Der umstrittene Zaun an der Südgrenze Ungarns soll nach dem Willen von Ministerpräsident Viktor Orbán ausgebaut werden. "Die technischen Pläne sind in Arbeit, zum gegenwärtigen Zaun wird eine ernsthaftere technische Anlage kommen", sagte der rechtskonservative Politiker im staatlichen Rundfunk. "Diese wird gegebenenfalls auch mehrere Hunderttausend Menschen auf einmal aufhalten können."

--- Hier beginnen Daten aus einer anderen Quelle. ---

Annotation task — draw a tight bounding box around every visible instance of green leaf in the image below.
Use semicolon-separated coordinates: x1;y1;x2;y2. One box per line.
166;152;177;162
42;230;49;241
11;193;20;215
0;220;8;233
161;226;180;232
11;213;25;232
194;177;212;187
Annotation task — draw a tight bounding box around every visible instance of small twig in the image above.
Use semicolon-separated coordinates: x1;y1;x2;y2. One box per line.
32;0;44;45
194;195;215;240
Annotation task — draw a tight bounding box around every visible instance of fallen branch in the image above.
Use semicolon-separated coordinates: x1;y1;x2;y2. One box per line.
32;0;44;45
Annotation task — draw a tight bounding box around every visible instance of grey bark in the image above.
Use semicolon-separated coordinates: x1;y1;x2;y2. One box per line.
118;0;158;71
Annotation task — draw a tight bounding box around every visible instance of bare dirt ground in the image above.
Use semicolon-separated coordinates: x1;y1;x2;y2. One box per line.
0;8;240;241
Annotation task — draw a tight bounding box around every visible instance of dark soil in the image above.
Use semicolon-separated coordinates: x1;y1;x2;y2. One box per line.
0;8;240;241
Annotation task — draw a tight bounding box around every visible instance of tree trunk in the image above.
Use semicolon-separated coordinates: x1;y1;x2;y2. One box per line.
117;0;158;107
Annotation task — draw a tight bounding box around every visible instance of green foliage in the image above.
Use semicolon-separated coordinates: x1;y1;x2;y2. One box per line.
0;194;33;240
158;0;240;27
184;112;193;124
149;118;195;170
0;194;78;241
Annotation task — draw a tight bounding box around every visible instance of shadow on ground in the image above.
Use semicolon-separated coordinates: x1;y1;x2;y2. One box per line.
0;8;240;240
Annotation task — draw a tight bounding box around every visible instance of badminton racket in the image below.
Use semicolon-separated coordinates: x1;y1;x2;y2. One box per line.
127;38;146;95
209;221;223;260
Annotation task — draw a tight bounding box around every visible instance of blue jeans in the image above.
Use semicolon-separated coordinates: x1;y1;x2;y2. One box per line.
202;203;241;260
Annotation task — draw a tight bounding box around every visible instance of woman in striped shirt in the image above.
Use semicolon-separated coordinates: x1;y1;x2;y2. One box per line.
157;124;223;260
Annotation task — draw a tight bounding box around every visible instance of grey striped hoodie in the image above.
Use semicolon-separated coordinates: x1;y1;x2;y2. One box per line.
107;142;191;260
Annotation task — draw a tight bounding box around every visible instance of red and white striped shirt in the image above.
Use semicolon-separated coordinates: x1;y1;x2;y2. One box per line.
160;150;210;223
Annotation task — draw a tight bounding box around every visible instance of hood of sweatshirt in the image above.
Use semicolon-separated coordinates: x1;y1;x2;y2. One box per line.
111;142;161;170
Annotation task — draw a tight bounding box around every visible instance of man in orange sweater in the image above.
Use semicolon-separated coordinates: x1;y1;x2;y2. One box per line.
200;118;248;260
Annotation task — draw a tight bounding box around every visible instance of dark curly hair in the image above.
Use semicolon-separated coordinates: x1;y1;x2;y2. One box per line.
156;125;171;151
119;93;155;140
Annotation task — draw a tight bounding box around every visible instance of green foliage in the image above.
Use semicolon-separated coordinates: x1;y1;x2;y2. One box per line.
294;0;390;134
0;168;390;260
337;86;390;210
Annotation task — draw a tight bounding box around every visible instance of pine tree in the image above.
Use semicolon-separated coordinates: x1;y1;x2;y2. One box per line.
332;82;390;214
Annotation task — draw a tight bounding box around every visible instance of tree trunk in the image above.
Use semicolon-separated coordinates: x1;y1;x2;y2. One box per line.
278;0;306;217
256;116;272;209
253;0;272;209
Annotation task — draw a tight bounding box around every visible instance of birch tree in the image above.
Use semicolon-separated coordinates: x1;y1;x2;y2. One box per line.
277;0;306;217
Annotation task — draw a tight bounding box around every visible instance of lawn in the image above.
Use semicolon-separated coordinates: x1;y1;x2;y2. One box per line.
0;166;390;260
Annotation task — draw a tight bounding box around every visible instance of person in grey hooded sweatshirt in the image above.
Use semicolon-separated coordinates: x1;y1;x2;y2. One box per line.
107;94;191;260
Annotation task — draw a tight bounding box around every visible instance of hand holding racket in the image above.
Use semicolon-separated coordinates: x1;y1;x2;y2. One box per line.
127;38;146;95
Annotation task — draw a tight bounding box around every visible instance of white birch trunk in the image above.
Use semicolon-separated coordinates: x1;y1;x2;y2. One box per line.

Als erstes europäisches Land hatte Ungarn im vergangenen Herbst seine Grenzen für Flüchtlinge geschlossen. Orbán hatte einen Stacheldrahtzaun an den Grenzen zu Serbien und Kroatien errichten lassen, um die Zuwanderung über die sogenannte Balkanroute zu stoppen. Die Zahl der Flüchtlinge, die Ungarn erreichen, ging seitdem deutlich zurück. Das könnte nach Ansicht von Experten aber auch damit zu tun haben, dass wegen des EU-Türkei-Deals kaum mehr Asylsuchende nach Griechenland gelangen. 

Neuer Druck auf Merkel

Orbán und die anderen Regierungschefs der Visegrad-Gruppe (Ungarn, Tschechien, Slowakei, Polen) werden an diesem Freitag in Warschau mit Bundeskanzlerin Angela Merkel zusammentreffen.  Der ungarische Premier gilt als Gegner von Merkels Flüchtlingspolitik – und er baute vor dem Treffen schon einmal Druck auf: "Die Bürokraten in Brüssel wollen die Flüchtlinge reinlassen und über die (EU-)Mitgliedsstaaten verteilen", sagte Orbán. Die Visegrad-Vier seien strikt dagegen. "Die Frage ist, auf welche Seite sich Angela Merkel stellt."